On Monday, Oct. 21, children’s book illustrator Bryan Collier gave a speech at Stoddard Hall. The talk, titled “You Can Never Outgrow a Picture Book,” was sponsored by the Campus School and was open to students as well as the people of Northampton.

Collier went through various topics throughout the lecture, detailing how his love for art began as well as his breakthrough into the publishing world. “At age 15, I walked into an art class at a high school,” Collier said. “[The teacher] just gave us art supplies — she gave us watercolor paper and watercolor sets, and I just started playing with the water and the paint and letting [them] bleed into each other, and I was just having fun, and… I became mesmerized by that act. Every day I came home and I just painted.” Collier tried for years to get his first illustrating job and when he finally did he was ecstatic. “I just picked up five books from the bookstore and I wrote down the addresses to the publisher, and I put my portfolio together and I went to do what is called a portfolio drop-off,” Collier said. He went to a different publisher every week for seven years before he was offered his first deal for a book called Uptown. “When I got Uptown’s contract, I signed that on the subway home,” he said.  

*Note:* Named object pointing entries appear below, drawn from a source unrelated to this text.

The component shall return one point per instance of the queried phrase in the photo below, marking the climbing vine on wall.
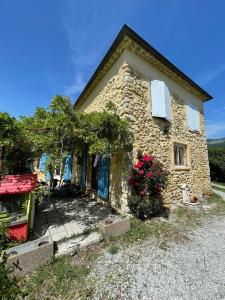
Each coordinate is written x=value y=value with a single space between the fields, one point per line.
x=58 y=129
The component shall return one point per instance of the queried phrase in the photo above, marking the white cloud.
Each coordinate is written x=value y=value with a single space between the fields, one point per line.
x=80 y=32
x=209 y=76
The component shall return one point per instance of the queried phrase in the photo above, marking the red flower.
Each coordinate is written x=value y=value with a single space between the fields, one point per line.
x=147 y=157
x=149 y=174
x=158 y=188
x=143 y=192
x=132 y=182
x=139 y=165
x=141 y=172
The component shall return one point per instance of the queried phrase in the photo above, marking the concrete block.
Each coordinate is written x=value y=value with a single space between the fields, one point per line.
x=27 y=257
x=114 y=226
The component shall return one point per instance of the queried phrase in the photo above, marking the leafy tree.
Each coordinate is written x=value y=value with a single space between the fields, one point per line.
x=14 y=146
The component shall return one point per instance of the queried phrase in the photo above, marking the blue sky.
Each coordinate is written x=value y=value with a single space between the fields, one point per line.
x=50 y=47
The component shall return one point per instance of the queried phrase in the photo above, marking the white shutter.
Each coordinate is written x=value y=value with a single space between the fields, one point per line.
x=161 y=102
x=193 y=117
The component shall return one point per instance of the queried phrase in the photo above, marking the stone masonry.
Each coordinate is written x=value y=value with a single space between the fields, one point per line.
x=129 y=90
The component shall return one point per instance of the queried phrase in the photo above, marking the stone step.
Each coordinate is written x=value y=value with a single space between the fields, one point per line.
x=74 y=245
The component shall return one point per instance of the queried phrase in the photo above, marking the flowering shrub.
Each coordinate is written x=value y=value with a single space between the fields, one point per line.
x=148 y=179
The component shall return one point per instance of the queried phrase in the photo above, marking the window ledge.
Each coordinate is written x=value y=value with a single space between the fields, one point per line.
x=182 y=168
x=194 y=131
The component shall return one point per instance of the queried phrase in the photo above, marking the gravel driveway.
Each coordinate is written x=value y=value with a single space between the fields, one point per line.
x=194 y=269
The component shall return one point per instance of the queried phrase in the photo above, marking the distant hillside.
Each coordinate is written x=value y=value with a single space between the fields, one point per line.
x=216 y=143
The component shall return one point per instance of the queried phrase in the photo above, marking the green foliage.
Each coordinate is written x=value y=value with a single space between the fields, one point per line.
x=147 y=180
x=58 y=129
x=9 y=288
x=40 y=193
x=15 y=153
x=217 y=164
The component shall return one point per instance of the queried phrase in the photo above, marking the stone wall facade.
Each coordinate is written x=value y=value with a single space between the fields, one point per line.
x=129 y=89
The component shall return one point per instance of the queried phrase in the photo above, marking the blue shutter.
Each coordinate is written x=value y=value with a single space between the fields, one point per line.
x=103 y=178
x=84 y=167
x=44 y=158
x=161 y=102
x=68 y=168
x=43 y=162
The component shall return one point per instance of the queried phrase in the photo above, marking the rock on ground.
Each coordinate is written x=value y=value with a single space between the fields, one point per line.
x=194 y=269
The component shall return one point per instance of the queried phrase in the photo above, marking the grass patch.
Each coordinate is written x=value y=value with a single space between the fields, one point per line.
x=66 y=277
x=62 y=278
x=140 y=231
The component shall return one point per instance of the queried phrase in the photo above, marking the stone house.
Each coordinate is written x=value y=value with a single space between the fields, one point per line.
x=166 y=109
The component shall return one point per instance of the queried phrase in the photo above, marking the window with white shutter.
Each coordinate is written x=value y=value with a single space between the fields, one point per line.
x=180 y=155
x=161 y=102
x=193 y=118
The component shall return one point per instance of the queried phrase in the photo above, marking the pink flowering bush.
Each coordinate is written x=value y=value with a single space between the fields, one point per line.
x=148 y=179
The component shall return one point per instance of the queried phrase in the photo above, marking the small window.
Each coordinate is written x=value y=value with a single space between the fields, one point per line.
x=161 y=102
x=180 y=155
x=193 y=118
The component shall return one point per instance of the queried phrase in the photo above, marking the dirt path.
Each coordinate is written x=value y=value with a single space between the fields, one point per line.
x=189 y=270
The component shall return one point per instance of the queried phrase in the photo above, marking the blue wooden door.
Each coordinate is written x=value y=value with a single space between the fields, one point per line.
x=42 y=167
x=68 y=168
x=84 y=167
x=103 y=178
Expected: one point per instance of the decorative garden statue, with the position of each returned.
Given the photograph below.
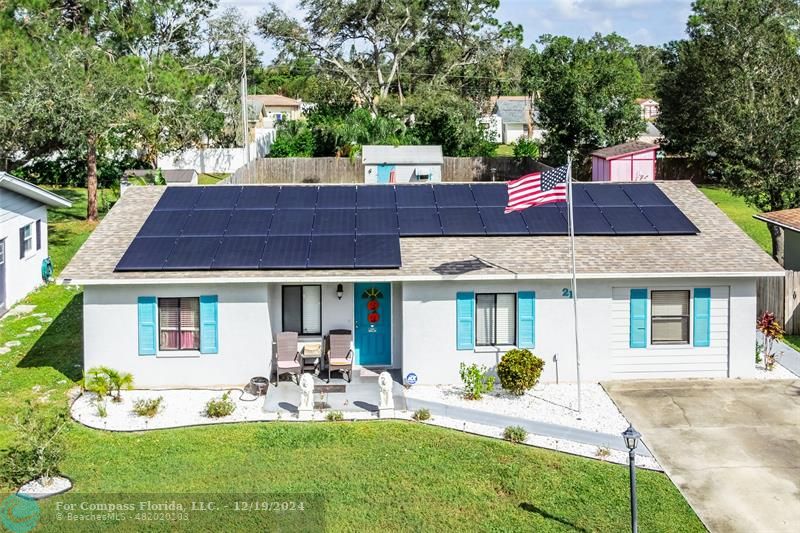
(306, 395)
(386, 405)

Growing up, Collier was influenced by some of his favorite children’s books, one of which was The Snowy Day by Ezra Jack Keats. “I can’t outgrow it,” he said. “I remember what this felt like when I saw a boy that looked like me. I remember what it felt like when I realized I had the same pajamas on that he had. I knew about snowy days because I grew up on the Eastern shore of Maryland. All this stuff resonated with me, even the simplistic way Ezra Jack Keats created and constructed the landscape and the scenes… I couldn’t articulate it then, but I was drawn to the color, the starkness of it. Even the way he created the bedpost. Really sophisticated, in a lot of ways.”

Collier brought copies of all of his books as well as some of his original artwork to the lecture. Using his work as examples, he described his designing process as well as his unique collaging technique, where he would paint a figure, cut it out of the page and place it onto a different background. Given the level of detail that this work requires, it takes Collier about six months to finish an entire book. 

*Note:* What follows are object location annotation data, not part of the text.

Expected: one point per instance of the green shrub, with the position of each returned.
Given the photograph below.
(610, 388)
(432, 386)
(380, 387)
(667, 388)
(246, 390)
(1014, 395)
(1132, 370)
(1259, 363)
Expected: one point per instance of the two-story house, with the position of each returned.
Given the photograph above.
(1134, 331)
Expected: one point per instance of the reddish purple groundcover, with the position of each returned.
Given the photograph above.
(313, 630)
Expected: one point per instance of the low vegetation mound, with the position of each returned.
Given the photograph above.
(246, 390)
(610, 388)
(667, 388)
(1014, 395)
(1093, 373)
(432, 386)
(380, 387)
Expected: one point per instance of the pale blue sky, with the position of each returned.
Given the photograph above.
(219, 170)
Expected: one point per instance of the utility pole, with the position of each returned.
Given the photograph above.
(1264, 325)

Near the end of his talk, he read through the book Knock Knock: My Dad’s Dream For Me, which used words from Daniel Beatty’s poem and Collier’s illustrations. Collier pitched this story as a picture book to a publisher, having heard Beaty read it on TV. “It was so powerful that I thought, ‘Aw, man, we have to make a book out of that,’” Collier said. He displayed the art on the screen as he narrated the story, stopping at certain points to explain the process behind his art or to ask the audience a question.

Collier also spoke about a book he had illustrated called Dave the Potter: Artist, Poet, Slave, and how that story brought up the idea of literacy as freedom. “The book is about poetry, pottery, American history, and slavery, but it’s also about literacy,” said Collier. “The fact that if you can read and write, you can go anywhere, do anything. There’s no bounds, there’s nothing that can bound you, not even shackles.”